Grumman Studios
- Industry: Film production
- Founded: 2007
- Founder: Parviz Farahzad
- Headquarters: Bethpage, New York Port Washington North, New York
- Number of locations: 2 (2025)
- Owner: Parviz Farahzad
- Website: grummanstudios.com

= Grumman Studios =

Sound stage complexes in Nassau County, New York, United States

Grumman Studios are two sound stage complexes in Nassau County, on Long Island, New York, United States. Its primary studio in Bethpage has an area of 160000 sqft, seven sound stages, and 30 acre of paved outdoor space. It also operates an additional, 100000 sqft studio – Grumman Studios at Port Washington North – in the Village of Port Washington North.

== Description ==
The project's principal owner is Parviz Farahzad, whose Bethpage production company is Lunar Module Park, LLC. The Bethpage studios are in the former Apollo Lunar Module assembly plant at the massive Grumman aircraft works and airport in Bethpage. Farahzad founded the company in 2007. The original blue Grumman landmark dome atop the facility has been repainted red for the new studio.

The Grumman Studios facility in Bethpage is one of two large sound stage complexes in Bethpage related to the original Grumman operation. The other is Gold Coast Studios, which has six sound stages totaling 105,000 sqft in the Steel Equities Bethpage Business Park.

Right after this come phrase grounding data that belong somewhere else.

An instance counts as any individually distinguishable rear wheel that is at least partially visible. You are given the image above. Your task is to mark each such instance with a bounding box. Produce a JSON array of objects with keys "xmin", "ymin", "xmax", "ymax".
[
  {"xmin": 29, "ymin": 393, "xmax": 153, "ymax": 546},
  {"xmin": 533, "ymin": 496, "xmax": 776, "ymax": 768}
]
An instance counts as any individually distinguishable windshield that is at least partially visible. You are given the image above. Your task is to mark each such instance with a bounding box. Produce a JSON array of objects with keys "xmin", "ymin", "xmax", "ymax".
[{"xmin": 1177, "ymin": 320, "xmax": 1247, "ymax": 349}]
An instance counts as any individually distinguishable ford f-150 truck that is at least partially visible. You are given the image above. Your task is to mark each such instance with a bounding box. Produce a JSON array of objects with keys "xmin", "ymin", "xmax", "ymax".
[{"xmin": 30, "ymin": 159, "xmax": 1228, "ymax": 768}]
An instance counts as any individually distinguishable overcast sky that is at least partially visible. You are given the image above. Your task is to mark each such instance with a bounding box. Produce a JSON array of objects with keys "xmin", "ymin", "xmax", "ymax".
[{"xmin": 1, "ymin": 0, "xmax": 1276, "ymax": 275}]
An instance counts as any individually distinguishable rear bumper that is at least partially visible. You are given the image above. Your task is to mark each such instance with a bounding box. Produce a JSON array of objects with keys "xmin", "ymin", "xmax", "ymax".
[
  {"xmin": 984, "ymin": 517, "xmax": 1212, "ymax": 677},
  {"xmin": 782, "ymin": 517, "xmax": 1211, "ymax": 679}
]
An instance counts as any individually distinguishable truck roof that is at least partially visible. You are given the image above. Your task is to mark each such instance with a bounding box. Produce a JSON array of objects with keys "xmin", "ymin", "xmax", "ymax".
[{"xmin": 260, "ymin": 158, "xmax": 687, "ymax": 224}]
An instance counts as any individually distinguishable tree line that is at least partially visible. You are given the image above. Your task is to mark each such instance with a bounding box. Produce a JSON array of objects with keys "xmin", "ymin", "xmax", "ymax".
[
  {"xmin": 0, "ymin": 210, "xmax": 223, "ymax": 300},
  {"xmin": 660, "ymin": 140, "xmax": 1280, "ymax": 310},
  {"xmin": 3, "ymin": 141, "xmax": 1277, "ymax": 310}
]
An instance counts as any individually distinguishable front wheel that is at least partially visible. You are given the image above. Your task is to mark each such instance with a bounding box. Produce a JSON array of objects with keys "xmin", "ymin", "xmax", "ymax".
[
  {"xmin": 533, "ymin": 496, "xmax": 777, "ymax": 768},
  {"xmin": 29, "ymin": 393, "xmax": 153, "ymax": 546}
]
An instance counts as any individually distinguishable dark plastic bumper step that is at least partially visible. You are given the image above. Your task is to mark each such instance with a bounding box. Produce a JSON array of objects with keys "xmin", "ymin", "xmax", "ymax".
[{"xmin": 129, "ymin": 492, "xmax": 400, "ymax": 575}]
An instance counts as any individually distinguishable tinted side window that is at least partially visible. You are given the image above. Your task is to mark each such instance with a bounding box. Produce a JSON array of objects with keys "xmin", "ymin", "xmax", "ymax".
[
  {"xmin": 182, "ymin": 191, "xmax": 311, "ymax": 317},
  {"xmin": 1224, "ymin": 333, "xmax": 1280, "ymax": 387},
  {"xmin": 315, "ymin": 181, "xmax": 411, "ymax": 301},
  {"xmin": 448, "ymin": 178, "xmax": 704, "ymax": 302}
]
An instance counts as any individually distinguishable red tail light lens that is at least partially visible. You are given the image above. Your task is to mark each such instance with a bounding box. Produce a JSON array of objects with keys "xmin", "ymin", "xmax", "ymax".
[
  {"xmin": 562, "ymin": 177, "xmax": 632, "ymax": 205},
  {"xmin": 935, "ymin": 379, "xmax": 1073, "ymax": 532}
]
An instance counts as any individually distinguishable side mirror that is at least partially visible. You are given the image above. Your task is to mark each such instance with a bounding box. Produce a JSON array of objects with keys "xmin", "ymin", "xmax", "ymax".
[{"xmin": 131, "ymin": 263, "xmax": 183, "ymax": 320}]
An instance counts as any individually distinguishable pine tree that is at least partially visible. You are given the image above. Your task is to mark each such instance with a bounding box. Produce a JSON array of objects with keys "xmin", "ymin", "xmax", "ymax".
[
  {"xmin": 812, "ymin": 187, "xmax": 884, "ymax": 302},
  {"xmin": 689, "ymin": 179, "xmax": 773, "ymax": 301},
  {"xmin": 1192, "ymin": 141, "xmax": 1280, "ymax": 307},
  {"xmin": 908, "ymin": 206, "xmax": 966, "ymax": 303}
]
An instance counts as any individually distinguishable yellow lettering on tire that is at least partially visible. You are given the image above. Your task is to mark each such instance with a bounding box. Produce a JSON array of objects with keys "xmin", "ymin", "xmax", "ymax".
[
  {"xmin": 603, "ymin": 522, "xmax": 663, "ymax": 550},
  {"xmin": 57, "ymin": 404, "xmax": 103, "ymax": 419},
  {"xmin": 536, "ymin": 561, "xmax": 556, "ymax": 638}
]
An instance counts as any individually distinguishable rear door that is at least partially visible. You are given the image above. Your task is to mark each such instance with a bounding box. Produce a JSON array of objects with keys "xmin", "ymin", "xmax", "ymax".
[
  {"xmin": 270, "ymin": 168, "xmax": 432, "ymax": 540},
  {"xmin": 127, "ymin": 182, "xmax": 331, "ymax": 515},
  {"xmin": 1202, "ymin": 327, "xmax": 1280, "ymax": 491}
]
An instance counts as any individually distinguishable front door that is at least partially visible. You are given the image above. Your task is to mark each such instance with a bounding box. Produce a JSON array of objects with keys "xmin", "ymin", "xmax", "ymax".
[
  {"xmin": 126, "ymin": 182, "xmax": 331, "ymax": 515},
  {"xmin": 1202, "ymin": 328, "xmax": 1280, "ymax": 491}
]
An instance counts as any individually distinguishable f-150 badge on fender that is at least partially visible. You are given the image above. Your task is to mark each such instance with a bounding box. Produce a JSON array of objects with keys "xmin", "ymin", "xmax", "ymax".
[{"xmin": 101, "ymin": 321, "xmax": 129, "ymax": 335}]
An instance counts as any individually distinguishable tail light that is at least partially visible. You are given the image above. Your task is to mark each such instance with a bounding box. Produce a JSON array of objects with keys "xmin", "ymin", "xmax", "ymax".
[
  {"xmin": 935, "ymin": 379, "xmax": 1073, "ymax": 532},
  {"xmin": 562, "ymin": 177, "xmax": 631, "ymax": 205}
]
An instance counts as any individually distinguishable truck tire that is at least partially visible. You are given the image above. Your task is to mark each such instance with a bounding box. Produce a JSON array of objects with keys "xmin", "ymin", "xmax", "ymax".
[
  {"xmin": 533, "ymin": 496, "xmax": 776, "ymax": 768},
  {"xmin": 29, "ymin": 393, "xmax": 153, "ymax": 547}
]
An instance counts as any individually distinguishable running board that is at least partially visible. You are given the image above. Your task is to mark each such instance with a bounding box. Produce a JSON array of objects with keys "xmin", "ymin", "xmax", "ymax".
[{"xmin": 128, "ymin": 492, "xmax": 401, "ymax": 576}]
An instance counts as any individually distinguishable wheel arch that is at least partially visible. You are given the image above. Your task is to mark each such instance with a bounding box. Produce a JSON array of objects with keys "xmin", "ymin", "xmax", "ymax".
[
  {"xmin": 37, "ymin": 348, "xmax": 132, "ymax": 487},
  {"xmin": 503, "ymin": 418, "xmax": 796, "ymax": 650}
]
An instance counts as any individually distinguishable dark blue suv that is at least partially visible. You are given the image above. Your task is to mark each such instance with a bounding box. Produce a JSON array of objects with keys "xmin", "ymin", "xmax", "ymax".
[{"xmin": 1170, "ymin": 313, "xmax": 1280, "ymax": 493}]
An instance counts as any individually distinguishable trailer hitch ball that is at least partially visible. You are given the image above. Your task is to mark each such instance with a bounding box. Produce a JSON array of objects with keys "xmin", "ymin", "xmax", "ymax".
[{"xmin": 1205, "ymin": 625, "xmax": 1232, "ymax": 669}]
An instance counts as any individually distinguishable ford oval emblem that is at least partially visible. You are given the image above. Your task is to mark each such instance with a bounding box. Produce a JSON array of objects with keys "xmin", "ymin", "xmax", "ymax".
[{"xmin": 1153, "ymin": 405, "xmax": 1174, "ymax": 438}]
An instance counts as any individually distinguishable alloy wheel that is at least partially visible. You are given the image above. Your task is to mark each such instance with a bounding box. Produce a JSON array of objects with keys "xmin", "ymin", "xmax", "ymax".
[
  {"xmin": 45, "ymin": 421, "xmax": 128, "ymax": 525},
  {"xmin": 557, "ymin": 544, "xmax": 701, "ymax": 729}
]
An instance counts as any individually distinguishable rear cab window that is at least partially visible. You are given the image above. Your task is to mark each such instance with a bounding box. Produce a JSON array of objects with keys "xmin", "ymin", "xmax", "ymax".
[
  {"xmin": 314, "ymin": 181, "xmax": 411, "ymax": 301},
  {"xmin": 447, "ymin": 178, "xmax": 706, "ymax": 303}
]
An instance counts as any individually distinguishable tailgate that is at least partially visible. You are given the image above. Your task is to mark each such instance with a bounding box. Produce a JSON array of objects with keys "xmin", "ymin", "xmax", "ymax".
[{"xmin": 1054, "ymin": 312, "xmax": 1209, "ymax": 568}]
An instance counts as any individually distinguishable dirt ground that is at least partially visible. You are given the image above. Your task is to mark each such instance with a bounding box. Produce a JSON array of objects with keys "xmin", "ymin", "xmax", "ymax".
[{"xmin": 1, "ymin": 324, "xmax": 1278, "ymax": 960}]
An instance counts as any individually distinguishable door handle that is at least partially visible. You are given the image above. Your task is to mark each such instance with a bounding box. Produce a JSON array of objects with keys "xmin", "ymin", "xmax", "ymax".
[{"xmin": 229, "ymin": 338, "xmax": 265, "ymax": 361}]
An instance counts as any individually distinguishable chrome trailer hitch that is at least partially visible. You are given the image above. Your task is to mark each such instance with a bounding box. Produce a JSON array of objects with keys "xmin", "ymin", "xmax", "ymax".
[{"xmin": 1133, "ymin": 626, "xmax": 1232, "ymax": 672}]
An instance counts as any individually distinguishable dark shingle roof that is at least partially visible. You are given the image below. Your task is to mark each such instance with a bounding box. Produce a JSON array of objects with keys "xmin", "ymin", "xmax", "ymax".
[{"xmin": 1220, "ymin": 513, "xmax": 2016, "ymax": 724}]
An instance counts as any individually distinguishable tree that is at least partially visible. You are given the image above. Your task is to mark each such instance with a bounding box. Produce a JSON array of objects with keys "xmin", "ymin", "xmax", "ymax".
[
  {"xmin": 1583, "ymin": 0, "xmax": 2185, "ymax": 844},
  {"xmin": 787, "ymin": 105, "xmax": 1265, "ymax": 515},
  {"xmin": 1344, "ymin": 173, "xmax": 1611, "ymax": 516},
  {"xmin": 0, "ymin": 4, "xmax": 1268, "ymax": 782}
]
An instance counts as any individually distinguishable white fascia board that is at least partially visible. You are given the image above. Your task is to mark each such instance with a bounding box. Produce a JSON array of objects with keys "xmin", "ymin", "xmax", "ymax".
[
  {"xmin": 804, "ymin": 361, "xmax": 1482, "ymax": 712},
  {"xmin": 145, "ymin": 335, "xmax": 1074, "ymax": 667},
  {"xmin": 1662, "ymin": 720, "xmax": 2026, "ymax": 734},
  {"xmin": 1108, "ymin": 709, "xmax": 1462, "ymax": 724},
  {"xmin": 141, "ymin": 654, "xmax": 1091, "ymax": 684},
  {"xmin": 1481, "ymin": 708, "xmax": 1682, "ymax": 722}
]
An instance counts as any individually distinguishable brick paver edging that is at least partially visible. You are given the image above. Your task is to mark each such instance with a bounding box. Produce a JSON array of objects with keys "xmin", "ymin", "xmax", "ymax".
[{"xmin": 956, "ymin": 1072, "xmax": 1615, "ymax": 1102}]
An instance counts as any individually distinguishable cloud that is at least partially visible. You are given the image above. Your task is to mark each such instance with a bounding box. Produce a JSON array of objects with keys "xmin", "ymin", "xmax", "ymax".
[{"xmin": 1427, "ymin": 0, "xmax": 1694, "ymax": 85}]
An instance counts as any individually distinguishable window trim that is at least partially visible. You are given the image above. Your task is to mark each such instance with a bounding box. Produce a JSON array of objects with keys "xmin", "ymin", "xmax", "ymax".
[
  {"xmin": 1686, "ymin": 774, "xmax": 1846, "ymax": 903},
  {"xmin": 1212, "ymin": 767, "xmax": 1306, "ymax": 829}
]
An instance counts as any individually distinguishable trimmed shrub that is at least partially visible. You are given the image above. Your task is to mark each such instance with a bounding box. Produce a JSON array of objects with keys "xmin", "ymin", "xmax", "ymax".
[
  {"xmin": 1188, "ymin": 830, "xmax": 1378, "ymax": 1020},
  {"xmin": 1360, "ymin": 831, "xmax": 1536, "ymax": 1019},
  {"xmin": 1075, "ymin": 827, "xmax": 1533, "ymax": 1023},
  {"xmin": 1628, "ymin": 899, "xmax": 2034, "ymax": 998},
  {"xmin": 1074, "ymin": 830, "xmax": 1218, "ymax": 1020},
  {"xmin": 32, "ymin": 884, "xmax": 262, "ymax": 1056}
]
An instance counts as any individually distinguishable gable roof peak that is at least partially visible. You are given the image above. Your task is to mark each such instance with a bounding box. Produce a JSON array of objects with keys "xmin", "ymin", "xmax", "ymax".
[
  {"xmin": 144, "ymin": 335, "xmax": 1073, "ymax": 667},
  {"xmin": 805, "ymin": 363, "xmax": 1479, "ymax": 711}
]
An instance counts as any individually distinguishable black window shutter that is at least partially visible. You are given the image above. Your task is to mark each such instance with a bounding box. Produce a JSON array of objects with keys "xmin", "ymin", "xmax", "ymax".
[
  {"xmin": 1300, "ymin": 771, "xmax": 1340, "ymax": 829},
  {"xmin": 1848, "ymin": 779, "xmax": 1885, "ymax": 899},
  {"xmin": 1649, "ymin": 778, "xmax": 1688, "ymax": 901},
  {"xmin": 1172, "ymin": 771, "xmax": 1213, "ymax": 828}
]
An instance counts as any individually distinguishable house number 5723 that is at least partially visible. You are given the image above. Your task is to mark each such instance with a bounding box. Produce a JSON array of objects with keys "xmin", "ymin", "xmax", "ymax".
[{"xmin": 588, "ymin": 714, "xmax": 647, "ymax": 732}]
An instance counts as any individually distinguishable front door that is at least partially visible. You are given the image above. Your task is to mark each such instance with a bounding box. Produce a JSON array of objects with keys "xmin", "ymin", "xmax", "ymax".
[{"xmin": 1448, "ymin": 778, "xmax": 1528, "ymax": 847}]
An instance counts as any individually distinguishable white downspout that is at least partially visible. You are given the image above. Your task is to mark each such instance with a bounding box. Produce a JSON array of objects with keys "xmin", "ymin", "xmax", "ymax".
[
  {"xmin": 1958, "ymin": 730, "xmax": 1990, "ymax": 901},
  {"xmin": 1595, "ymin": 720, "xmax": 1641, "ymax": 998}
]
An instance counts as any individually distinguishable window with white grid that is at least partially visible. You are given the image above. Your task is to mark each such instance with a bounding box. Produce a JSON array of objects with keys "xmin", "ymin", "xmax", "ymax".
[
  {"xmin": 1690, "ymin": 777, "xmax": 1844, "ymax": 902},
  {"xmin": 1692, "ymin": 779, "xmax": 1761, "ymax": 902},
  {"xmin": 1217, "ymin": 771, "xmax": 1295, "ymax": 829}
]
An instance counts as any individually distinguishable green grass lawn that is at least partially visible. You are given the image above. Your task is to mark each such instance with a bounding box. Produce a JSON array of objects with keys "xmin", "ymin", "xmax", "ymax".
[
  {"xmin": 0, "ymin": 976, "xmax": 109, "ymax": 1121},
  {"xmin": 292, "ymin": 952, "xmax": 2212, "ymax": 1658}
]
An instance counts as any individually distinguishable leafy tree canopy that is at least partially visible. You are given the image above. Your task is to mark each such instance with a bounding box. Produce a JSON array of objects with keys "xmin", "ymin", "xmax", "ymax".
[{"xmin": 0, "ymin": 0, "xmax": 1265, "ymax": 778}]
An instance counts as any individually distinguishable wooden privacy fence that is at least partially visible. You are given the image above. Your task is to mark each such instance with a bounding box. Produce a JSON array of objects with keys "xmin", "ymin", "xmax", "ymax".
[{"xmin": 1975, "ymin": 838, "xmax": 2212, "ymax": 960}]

The Bethpage studio is at 500 Grumman Road West. Its other location – Grumman Studios at Port Washington North – is at 382 Channel Drive in Port Washington North. Also owned by Farahzad, the Port Washington North studio has an area of 100000 sqft.

==Notable productions==
- The Wiz Live! (broadcast live on NBC from the studios on December 3, 2015.)
- Peter Pan Live! (broadcast live on NBC from the studios on December 4, 2014.)
- Annie filmed in 2013–2014
- The Sound of Music Live! (broadcast live on NBC from the studios on December 5, 2013.)
- The Amazing Spider-Man 2 (also filmed at Gold Coast), 2012.
- The Avengers (2012)
- The Dictator (2011); the United Nations sequence was filmed there.
- Salt (2009)

== See also ==

- Silvercup Studios – another film studio on Long Island.